In a move meant to ease life for former inmates, the Justice Department’s Office of Justice Programs will drop the terms “felon” and “convict” from speeches, social media posts, solicitations, and their website. Assistant Attorney General Karol Mason made the announcement Wednesday in a guest post for The Washington Post.
“The labels we affix to those who have served time can drain their sense of self-worth and perpetuate a cycle of crime, the very thing reentry programs are designed to prevent,” Mason wrote.
She argued such language follows people around and hurts them, even after they’ve paid their debt to society. Instead, her office will use phrases like “person who committed a crime,” and “individual who was incarcerated.” The idea is that the person is being distanced from their prior illegal act, encouraging reintegration with society. “We, all of us, can help them by dispensing with useless and demeaning labels that freeze people in a single moment of time.”

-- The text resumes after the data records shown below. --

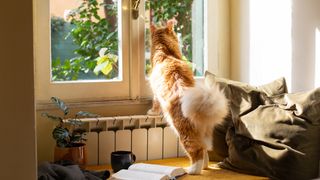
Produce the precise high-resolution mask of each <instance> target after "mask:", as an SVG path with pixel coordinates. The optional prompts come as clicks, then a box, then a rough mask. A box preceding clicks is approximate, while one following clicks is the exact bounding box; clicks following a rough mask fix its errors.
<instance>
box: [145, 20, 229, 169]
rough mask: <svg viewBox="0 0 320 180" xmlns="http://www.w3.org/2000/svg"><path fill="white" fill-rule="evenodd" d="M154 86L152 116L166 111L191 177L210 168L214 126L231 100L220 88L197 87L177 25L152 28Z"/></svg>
mask: <svg viewBox="0 0 320 180" xmlns="http://www.w3.org/2000/svg"><path fill="white" fill-rule="evenodd" d="M151 40H152V46H151V63H152V73H151V75H150V85H151V88H152V90H153V93H154V101H153V107H152V109H150V110H149V111H148V114H158V113H159V111H160V110H162V112H163V114H164V116H165V117H166V120H167V121H168V123H169V124H170V125H171V127H172V128H173V129H174V130H175V132H176V134H177V135H178V137H179V139H180V142H181V143H182V145H183V146H184V148H185V150H186V153H187V155H188V156H189V158H190V160H191V166H190V167H189V169H188V173H189V174H200V173H201V170H202V169H204V168H207V167H208V162H209V159H208V153H207V150H208V149H210V148H211V142H212V129H213V126H214V125H215V124H217V123H219V122H221V120H223V118H224V117H225V116H226V115H227V113H228V109H227V108H228V107H227V100H226V98H225V96H224V94H223V93H222V92H221V91H220V90H219V88H218V87H213V88H209V87H207V86H205V85H201V84H196V83H195V80H194V77H193V73H192V70H191V69H190V67H189V66H188V65H187V64H186V62H185V61H183V60H182V55H181V52H180V49H179V43H178V38H177V36H176V34H175V32H174V21H173V20H170V21H168V22H167V25H166V27H161V28H157V27H155V26H154V25H151Z"/></svg>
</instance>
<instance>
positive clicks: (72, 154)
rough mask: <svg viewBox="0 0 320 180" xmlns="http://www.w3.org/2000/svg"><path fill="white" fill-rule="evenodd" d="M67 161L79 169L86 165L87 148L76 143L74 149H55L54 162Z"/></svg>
mask: <svg viewBox="0 0 320 180" xmlns="http://www.w3.org/2000/svg"><path fill="white" fill-rule="evenodd" d="M61 160H69V161H72V162H73V163H75V164H78V165H79V166H81V167H84V166H85V165H86V163H87V148H86V145H85V144H84V143H78V144H76V145H75V147H65V148H61V147H57V146H56V147H55V149H54V161H55V162H56V161H61Z"/></svg>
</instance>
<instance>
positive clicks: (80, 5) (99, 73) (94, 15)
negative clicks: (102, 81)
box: [50, 0, 121, 81]
mask: <svg viewBox="0 0 320 180" xmlns="http://www.w3.org/2000/svg"><path fill="white" fill-rule="evenodd" d="M117 2H118V1H117V0H67V1H66V0H50V14H51V80H52V81H74V80H97V79H99V80H117V79H118V80H119V79H120V77H119V70H120V69H119V68H121V67H119V65H121V63H119V61H120V60H121V59H118V55H119V54H118V52H119V47H118V44H119V43H118V3H117Z"/></svg>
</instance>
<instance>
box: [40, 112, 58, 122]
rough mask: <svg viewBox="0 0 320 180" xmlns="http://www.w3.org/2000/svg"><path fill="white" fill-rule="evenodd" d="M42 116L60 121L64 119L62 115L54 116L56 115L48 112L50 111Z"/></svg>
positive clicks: (49, 118)
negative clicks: (61, 115) (62, 118)
mask: <svg viewBox="0 0 320 180" xmlns="http://www.w3.org/2000/svg"><path fill="white" fill-rule="evenodd" d="M41 116H43V117H47V118H49V119H51V120H54V121H59V122H61V121H62V120H63V119H62V118H61V117H59V116H54V115H51V114H48V113H42V114H41Z"/></svg>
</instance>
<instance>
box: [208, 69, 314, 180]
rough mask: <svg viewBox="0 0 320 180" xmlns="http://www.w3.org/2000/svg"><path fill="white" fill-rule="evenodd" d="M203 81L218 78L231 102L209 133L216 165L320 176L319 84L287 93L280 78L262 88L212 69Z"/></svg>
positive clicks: (312, 176)
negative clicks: (311, 88)
mask: <svg viewBox="0 0 320 180" xmlns="http://www.w3.org/2000/svg"><path fill="white" fill-rule="evenodd" d="M206 81H207V82H209V83H208V84H209V85H210V83H211V85H212V84H214V83H217V84H218V85H219V86H220V88H221V89H223V90H224V92H225V94H226V96H227V98H228V99H229V105H230V112H229V116H228V117H227V118H225V120H224V122H223V123H222V124H220V125H219V126H216V127H215V130H214V133H213V137H214V139H213V145H214V146H213V149H214V152H212V153H213V154H215V157H218V160H221V161H222V162H221V163H219V165H220V167H222V168H227V169H231V170H234V171H238V172H242V173H248V174H254V175H259V176H266V177H269V178H271V179H299V180H300V179H302V180H303V179H312V178H316V177H317V176H318V173H319V159H320V88H318V89H314V90H311V91H308V92H300V93H292V94H288V93H287V90H286V89H287V88H286V85H285V81H284V80H281V79H279V80H276V81H274V82H273V83H270V84H268V85H267V87H265V86H262V88H261V87H253V86H250V85H246V84H244V83H240V82H235V81H228V80H226V79H222V80H221V78H220V79H219V78H217V77H215V76H214V75H212V74H210V73H207V74H206ZM281 81H282V82H281ZM211 157H212V156H211ZM214 160H217V159H214Z"/></svg>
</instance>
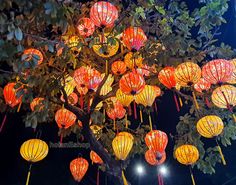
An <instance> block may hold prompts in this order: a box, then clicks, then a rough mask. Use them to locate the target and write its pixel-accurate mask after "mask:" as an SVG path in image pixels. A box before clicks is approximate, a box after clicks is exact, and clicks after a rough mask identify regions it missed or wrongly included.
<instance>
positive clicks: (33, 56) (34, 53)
mask: <svg viewBox="0 0 236 185" xmlns="http://www.w3.org/2000/svg"><path fill="white" fill-rule="evenodd" d="M32 59H33V61H35V60H36V61H37V65H40V64H41V63H42V62H43V54H42V53H41V51H39V50H37V49H34V48H30V49H26V50H24V53H23V55H22V60H23V61H30V60H32Z"/></svg>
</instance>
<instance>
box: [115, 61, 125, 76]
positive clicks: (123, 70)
mask: <svg viewBox="0 0 236 185" xmlns="http://www.w3.org/2000/svg"><path fill="white" fill-rule="evenodd" d="M111 71H112V72H113V73H114V74H115V75H122V74H124V73H125V71H126V64H125V63H124V62H123V61H120V60H118V61H115V62H113V63H112V65H111Z"/></svg>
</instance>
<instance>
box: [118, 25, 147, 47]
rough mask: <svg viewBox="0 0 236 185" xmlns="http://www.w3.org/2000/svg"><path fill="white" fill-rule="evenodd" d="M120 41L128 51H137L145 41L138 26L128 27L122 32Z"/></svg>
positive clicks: (143, 34) (141, 45)
mask: <svg viewBox="0 0 236 185" xmlns="http://www.w3.org/2000/svg"><path fill="white" fill-rule="evenodd" d="M122 41H123V43H124V45H125V46H126V47H127V48H128V49H129V50H130V51H138V50H139V49H140V48H141V47H142V46H144V43H145V42H146V41H147V37H146V35H145V33H144V31H143V30H142V29H141V28H140V27H129V28H127V29H126V30H125V31H124V32H123V36H122Z"/></svg>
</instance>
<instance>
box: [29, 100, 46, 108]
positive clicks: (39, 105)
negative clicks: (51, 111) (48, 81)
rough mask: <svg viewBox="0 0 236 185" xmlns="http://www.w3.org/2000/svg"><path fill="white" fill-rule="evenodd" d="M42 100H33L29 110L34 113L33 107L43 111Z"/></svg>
mask: <svg viewBox="0 0 236 185" xmlns="http://www.w3.org/2000/svg"><path fill="white" fill-rule="evenodd" d="M42 101H44V98H34V99H33V101H32V102H31V103H30V108H31V110H32V111H35V107H36V106H38V110H39V111H42V110H43V103H42Z"/></svg>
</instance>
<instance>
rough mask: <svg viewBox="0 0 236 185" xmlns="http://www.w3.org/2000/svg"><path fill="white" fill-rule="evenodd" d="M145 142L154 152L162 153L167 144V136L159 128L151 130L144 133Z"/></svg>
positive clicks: (167, 140) (163, 132)
mask: <svg viewBox="0 0 236 185" xmlns="http://www.w3.org/2000/svg"><path fill="white" fill-rule="evenodd" d="M145 143H146V145H147V147H148V148H149V149H150V150H152V151H153V152H154V153H156V154H158V153H160V154H162V153H163V152H164V151H165V148H166V146H167V143H168V137H167V135H166V133H165V132H162V131H160V130H152V131H150V132H148V133H147V134H146V136H145Z"/></svg>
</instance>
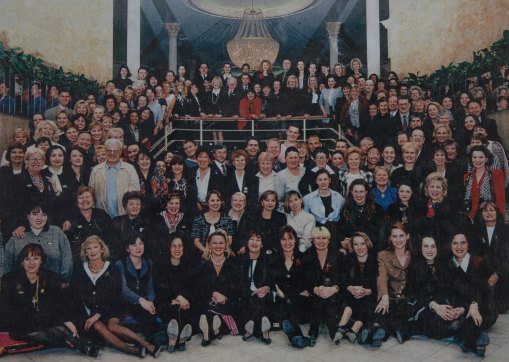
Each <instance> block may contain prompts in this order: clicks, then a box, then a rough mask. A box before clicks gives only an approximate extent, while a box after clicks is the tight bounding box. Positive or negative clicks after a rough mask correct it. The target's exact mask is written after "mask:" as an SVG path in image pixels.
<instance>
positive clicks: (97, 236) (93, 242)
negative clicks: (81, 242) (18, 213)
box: [80, 235, 110, 263]
mask: <svg viewBox="0 0 509 362" xmlns="http://www.w3.org/2000/svg"><path fill="white" fill-rule="evenodd" d="M93 243H98V244H99V245H101V249H102V253H101V258H102V260H104V261H106V260H109V259H110V249H109V248H108V246H107V245H106V243H105V242H104V241H103V239H101V238H100V237H99V236H97V235H91V236H89V237H88V238H87V239H86V240H85V241H84V242H83V244H81V252H80V258H81V261H82V262H84V263H87V262H88V259H87V253H86V250H87V246H89V245H90V244H93Z"/></svg>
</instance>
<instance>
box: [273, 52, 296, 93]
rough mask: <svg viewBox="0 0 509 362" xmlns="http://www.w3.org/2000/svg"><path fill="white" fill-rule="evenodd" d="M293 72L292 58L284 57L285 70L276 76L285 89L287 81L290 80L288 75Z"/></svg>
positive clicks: (282, 85) (278, 80)
mask: <svg viewBox="0 0 509 362" xmlns="http://www.w3.org/2000/svg"><path fill="white" fill-rule="evenodd" d="M292 74H293V72H292V62H291V61H290V59H283V71H282V72H281V73H279V74H278V75H277V77H276V80H278V81H279V83H281V87H282V88H283V89H286V81H287V80H288V77H289V76H291V75H292Z"/></svg>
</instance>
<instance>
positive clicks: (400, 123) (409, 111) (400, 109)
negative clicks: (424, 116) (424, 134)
mask: <svg viewBox="0 0 509 362" xmlns="http://www.w3.org/2000/svg"><path fill="white" fill-rule="evenodd" d="M410 117H411V114H410V98H408V97H398V113H396V114H395V115H394V118H393V120H394V128H393V134H397V133H398V132H400V131H403V132H405V133H408V132H409V131H410Z"/></svg>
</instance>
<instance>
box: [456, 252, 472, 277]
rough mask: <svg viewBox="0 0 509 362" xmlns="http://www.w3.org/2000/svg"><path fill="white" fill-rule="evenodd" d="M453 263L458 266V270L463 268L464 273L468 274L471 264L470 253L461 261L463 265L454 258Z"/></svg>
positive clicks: (462, 264) (468, 253)
mask: <svg viewBox="0 0 509 362" xmlns="http://www.w3.org/2000/svg"><path fill="white" fill-rule="evenodd" d="M452 261H453V262H454V265H456V268H457V267H461V269H463V271H464V272H465V273H466V272H467V269H468V264H469V263H470V253H467V255H465V257H464V258H463V260H462V261H461V264H459V263H458V262H457V261H456V258H455V257H454V256H453V257H452Z"/></svg>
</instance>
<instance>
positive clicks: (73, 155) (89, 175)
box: [69, 146, 92, 187]
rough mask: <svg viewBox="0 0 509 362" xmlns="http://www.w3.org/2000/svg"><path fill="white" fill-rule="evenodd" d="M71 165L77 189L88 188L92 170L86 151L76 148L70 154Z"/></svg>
mask: <svg viewBox="0 0 509 362" xmlns="http://www.w3.org/2000/svg"><path fill="white" fill-rule="evenodd" d="M69 164H70V166H71V169H72V170H73V171H74V178H75V179H76V182H77V185H76V187H79V186H88V181H89V179H90V172H91V171H92V168H91V167H90V165H89V164H88V159H87V153H86V151H85V150H84V149H83V148H81V147H79V146H74V147H73V148H72V149H71V152H70V154H69Z"/></svg>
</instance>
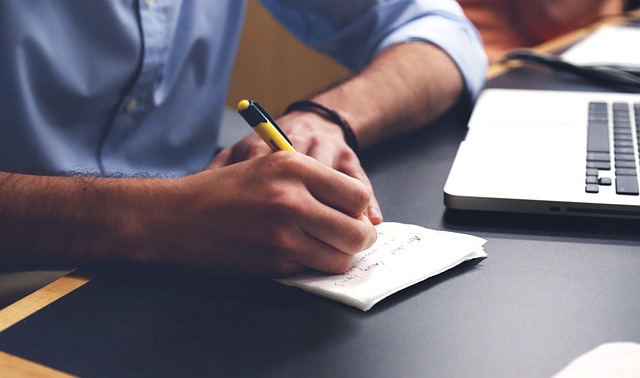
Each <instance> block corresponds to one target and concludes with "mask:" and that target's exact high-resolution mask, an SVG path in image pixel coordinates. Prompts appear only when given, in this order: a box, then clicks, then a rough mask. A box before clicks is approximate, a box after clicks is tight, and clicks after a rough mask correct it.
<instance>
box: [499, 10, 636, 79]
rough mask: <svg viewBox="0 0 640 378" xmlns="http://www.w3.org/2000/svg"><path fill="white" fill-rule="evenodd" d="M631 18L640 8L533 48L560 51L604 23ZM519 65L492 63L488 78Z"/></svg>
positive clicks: (598, 27) (572, 43)
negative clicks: (561, 49) (559, 50)
mask: <svg viewBox="0 0 640 378" xmlns="http://www.w3.org/2000/svg"><path fill="white" fill-rule="evenodd" d="M630 18H640V9H637V10H634V11H632V12H630V13H629V14H628V15H626V16H625V15H622V16H616V17H610V18H605V19H603V20H601V21H599V22H596V23H594V24H592V25H589V26H587V27H584V28H582V29H577V30H575V31H573V32H571V33H567V34H565V35H563V36H560V37H558V38H555V39H553V40H551V41H548V42H545V43H543V44H541V45H538V46H536V47H535V48H534V49H533V50H536V51H540V52H547V53H550V52H553V51H558V50H560V49H563V48H565V47H567V46H570V45H572V44H574V43H576V42H577V41H578V40H580V39H582V38H584V37H586V36H587V35H589V34H590V33H592V32H593V31H595V30H596V29H598V28H599V27H601V26H603V25H615V24H621V23H624V22H625V21H629V19H630ZM518 66H519V64H518V63H515V62H511V63H494V64H491V65H490V66H489V69H488V70H487V80H491V79H493V78H495V77H497V76H500V75H502V74H503V73H505V72H507V71H508V70H510V69H512V68H515V67H518Z"/></svg>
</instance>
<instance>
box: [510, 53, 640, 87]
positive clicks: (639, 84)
mask: <svg viewBox="0 0 640 378" xmlns="http://www.w3.org/2000/svg"><path fill="white" fill-rule="evenodd" d="M509 61H521V62H526V63H534V64H539V65H542V66H546V67H550V68H552V69H554V70H557V71H562V72H569V73H572V74H575V75H578V76H581V77H584V78H586V79H589V80H592V81H595V82H598V83H600V84H605V85H615V86H622V87H627V88H633V89H635V90H636V91H640V67H627V66H618V65H575V64H572V63H569V62H567V61H565V60H563V59H562V58H561V57H559V56H557V55H553V54H546V53H542V52H537V51H534V50H528V49H519V50H514V51H512V52H510V53H508V54H507V55H506V56H505V57H504V58H503V59H502V63H506V62H509Z"/></svg>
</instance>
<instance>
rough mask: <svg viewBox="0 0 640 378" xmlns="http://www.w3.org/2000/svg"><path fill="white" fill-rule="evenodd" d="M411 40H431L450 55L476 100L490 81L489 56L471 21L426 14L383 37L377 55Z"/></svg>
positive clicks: (449, 55)
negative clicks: (489, 70)
mask: <svg viewBox="0 0 640 378" xmlns="http://www.w3.org/2000/svg"><path fill="white" fill-rule="evenodd" d="M409 41H424V42H428V43H431V44H433V45H435V46H437V47H439V48H440V49H442V50H443V51H444V52H445V53H446V54H448V55H449V56H450V57H451V59H452V60H453V61H454V63H455V64H456V65H457V66H458V69H459V70H460V73H461V74H462V77H463V80H464V82H465V87H466V90H467V93H468V94H469V96H470V99H471V101H472V103H473V102H474V101H475V99H476V98H477V97H478V94H479V93H480V90H482V88H483V86H484V83H485V80H486V74H487V56H486V54H485V52H484V50H483V48H482V41H481V39H480V36H479V34H478V32H477V31H476V29H475V28H474V27H473V26H472V25H471V24H470V23H465V22H461V21H460V20H452V19H451V18H449V17H447V16H446V15H431V16H428V17H422V18H420V19H416V20H414V21H411V22H410V23H407V24H405V25H403V26H402V27H400V28H398V29H396V30H394V31H393V32H392V33H391V34H389V35H388V36H387V37H386V38H384V39H383V40H382V42H381V43H380V44H379V45H378V47H377V49H376V51H375V52H374V55H378V54H379V53H380V52H382V51H383V50H384V49H386V48H388V47H391V46H392V45H395V44H398V43H403V42H409ZM425 69H428V67H425Z"/></svg>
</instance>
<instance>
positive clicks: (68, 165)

This policy change doesn’t affect the rest of the Justice Department.
The Office of Justice Programs helps law enforcement agencies with pressing crime-related challenges. These include various reentry programs.
The announcement comes soon after Virginia Gov. Terry McAuliffe restored voting rights to over 200,000 felons, overturning a lifetime ban. Controversy arose, stemming from whether offenders should be allowed to vote even after they’ve served time.